For Apache Hadoop applications to be able to interact with Amazon S3, they must know the AWS access key and the secret key. This can be achieved in three different ways: through configuration properties, environment variables, or instance metadata. While the first two options can be used when accessing S3 from a cluster running in your own data center. IAM roles, which use instance metadata should be used to control access to AWS resources if your cluster is running on EC2.

Table 1. Authentication Options for Different Deployment Scenarios
Deployment Scenario Authentication Options
Cluster runs on EC2 Use IAM roles to control access to your AWS resources. If you configure role-based access, instance metadata will automatically be used to authenticate.
Cluster runs in your own data center Use the below mentioned configuration properties to authenticate. You can set the configuration properties globally or per-bucket.

Temporary security credentials, also known as "session credentials", can be issued. These consist of a secret key with a limited lifespan, along with a session token, another secret which must be known and used alongside the access key. The secret key is never passed to AWS services directly. Instead it is used to sign the URL and headers of the HTTP request.

By default, the S3A filesystem client follows the following authentication chain:

  1. If login details were provided in the filesystem URI, a warning is printed and then the username and password are extracted for the AWS key and secret respectively. You may authenticate using per-bucket authentication credentials.

  2. The fs.s3a.access.key and fs.s3a.secret.key are looked for in the Hadoop configuration properties.

  3. The AWS environment variables are then looked for.

  4. An attempt is made to query the Amazon EC2 Instance Metadata Service to retrieve credentials published to EC2 VMs.

Using Configuration Properties to Authenticate

To configure authentication with S3, explicitly declare the credentials in a configuration file such as core-site.xml:

<property>
   <name>fs.s3a.access.key</name> 
   <value>ACCESS-KEY</value> 
</property>

<property> 
  <name>fs.s3a.secret.key</name>
  <value>SECRET-KEY</value>
</property>

If using AWS session credentials for authentication, the secret key must be that of the session, and the fs.s3a.session.token option set to your session token.

<property> 
   <name>fs.s3a.session.token</name> 
   <value>SESSION-TOKEN</value> 
</property>

This configuration can be added for a specific bucket. To validate that you can successfully authenticate with S3, try referencing S3 in a URL.
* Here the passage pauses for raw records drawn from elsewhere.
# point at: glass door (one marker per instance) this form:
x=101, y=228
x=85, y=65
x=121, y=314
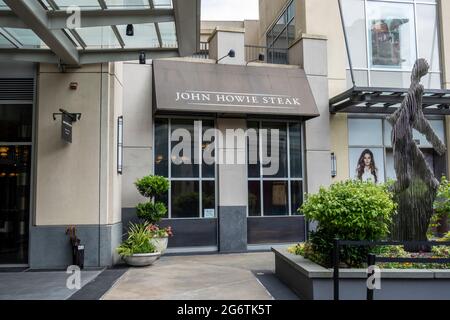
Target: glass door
x=15, y=171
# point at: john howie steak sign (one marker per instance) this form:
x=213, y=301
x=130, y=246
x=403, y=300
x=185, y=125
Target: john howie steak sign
x=236, y=99
x=195, y=87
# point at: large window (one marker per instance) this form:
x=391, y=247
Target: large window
x=279, y=192
x=192, y=186
x=386, y=37
x=371, y=138
x=281, y=35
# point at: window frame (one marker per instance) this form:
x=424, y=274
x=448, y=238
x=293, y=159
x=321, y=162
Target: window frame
x=200, y=179
x=369, y=68
x=287, y=179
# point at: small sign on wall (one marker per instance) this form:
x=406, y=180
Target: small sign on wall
x=209, y=213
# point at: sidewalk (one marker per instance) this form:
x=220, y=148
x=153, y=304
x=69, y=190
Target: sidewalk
x=203, y=277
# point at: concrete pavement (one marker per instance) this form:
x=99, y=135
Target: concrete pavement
x=200, y=277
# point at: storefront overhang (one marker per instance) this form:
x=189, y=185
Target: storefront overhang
x=97, y=31
x=209, y=88
x=387, y=100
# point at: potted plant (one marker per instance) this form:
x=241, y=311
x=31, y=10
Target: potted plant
x=138, y=250
x=153, y=187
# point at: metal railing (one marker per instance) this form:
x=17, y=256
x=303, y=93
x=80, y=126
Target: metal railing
x=372, y=259
x=269, y=55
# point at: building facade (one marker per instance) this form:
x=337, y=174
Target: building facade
x=289, y=75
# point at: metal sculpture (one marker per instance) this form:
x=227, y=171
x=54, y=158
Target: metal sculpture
x=416, y=187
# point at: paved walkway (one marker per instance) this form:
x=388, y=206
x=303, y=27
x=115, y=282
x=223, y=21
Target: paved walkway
x=202, y=277
x=39, y=285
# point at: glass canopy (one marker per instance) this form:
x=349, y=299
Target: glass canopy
x=104, y=25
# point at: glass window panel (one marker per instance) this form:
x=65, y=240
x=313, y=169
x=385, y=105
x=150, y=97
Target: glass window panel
x=127, y=4
x=357, y=164
x=161, y=147
x=185, y=199
x=365, y=132
x=432, y=81
x=295, y=149
x=187, y=169
x=4, y=43
x=361, y=78
x=15, y=123
x=208, y=199
x=390, y=79
x=291, y=32
x=391, y=34
x=254, y=169
x=208, y=170
x=279, y=162
x=355, y=26
x=254, y=198
x=84, y=4
x=427, y=34
x=26, y=37
x=168, y=34
x=15, y=164
x=296, y=196
x=275, y=198
x=144, y=36
x=163, y=4
x=99, y=37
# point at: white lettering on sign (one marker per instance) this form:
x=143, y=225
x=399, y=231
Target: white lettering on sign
x=236, y=99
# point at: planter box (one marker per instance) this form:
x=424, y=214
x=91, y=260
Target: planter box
x=311, y=281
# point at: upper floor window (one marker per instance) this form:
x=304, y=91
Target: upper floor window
x=281, y=35
x=394, y=34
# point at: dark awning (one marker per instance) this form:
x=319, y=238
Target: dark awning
x=387, y=100
x=199, y=87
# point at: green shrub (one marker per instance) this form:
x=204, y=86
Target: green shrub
x=151, y=212
x=138, y=241
x=152, y=186
x=350, y=210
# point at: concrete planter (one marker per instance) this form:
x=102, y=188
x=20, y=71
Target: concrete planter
x=160, y=244
x=311, y=281
x=142, y=260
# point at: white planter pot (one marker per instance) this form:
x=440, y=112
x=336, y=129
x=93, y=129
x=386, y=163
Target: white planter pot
x=160, y=244
x=142, y=260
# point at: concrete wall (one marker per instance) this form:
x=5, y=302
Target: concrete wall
x=138, y=129
x=77, y=184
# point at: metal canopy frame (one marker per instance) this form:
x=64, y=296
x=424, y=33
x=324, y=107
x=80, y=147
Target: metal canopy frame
x=387, y=100
x=67, y=47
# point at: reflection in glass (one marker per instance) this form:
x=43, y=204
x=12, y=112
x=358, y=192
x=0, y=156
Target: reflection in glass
x=187, y=169
x=279, y=162
x=295, y=145
x=275, y=198
x=254, y=198
x=185, y=199
x=14, y=203
x=391, y=34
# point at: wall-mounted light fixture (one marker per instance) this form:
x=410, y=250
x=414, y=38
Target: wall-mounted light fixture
x=120, y=145
x=142, y=58
x=230, y=54
x=130, y=30
x=333, y=165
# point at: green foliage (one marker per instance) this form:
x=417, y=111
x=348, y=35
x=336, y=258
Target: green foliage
x=442, y=203
x=138, y=241
x=152, y=186
x=350, y=210
x=151, y=212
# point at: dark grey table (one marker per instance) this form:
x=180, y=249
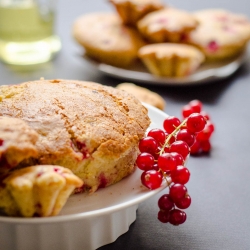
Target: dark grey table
x=219, y=216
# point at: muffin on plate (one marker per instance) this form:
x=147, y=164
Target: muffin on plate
x=170, y=59
x=37, y=191
x=131, y=11
x=221, y=34
x=89, y=128
x=166, y=25
x=105, y=39
x=143, y=94
x=17, y=143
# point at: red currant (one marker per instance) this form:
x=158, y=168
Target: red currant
x=149, y=145
x=171, y=123
x=177, y=217
x=167, y=162
x=180, y=175
x=177, y=191
x=151, y=179
x=195, y=122
x=158, y=135
x=163, y=216
x=184, y=202
x=180, y=147
x=205, y=146
x=185, y=135
x=145, y=161
x=165, y=202
x=205, y=115
x=187, y=110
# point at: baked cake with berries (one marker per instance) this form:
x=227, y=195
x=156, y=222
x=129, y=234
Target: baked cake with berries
x=37, y=191
x=105, y=39
x=171, y=59
x=17, y=143
x=221, y=33
x=131, y=11
x=166, y=25
x=89, y=128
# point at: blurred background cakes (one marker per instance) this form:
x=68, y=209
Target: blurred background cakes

Using Per-Bucket Credentials to Authenticate

S3A supports per-bucket configuration, which can be used to declare different authentication credentials and authentication mechanisms for different buckets.

For example, a bucket s3a://nightly/ used for nightly data can be configured with a session key:

<property> 
   <name>fs.s3a.bucket.nightly.access.key</name> 
   <value>AKAACCESSKEY-2</value> 
</property> 

<property> 
  <name>fs.s3a.bucket.nightly.secret.key</name> 
  <value>SESSIONSECRETKEY</value> 
</property>

Similarly, you can set a session token for a specific bucket:

<property> 
   <name>fs.s3a.bucket.nightly.session.token</name> 
   <value>SESSION-TOKEN</value> 
</property>
This technique is useful for working with external sources of data, or when copying data between buckets belonging to different accounts.

Using Environment Variables to Authenticate

AWS CLI supports authentication through environment variables. These same environment variables will be used by Hadoop if no configuration properties are set.

The environment variables are:

Environment Variable Description
AWS_ACCESS_KEY_ID Access key
AWS_SECRET_ACCESS_KEY Secret key
AWS_SESSION_TOKEN Session token (only if using session authentication)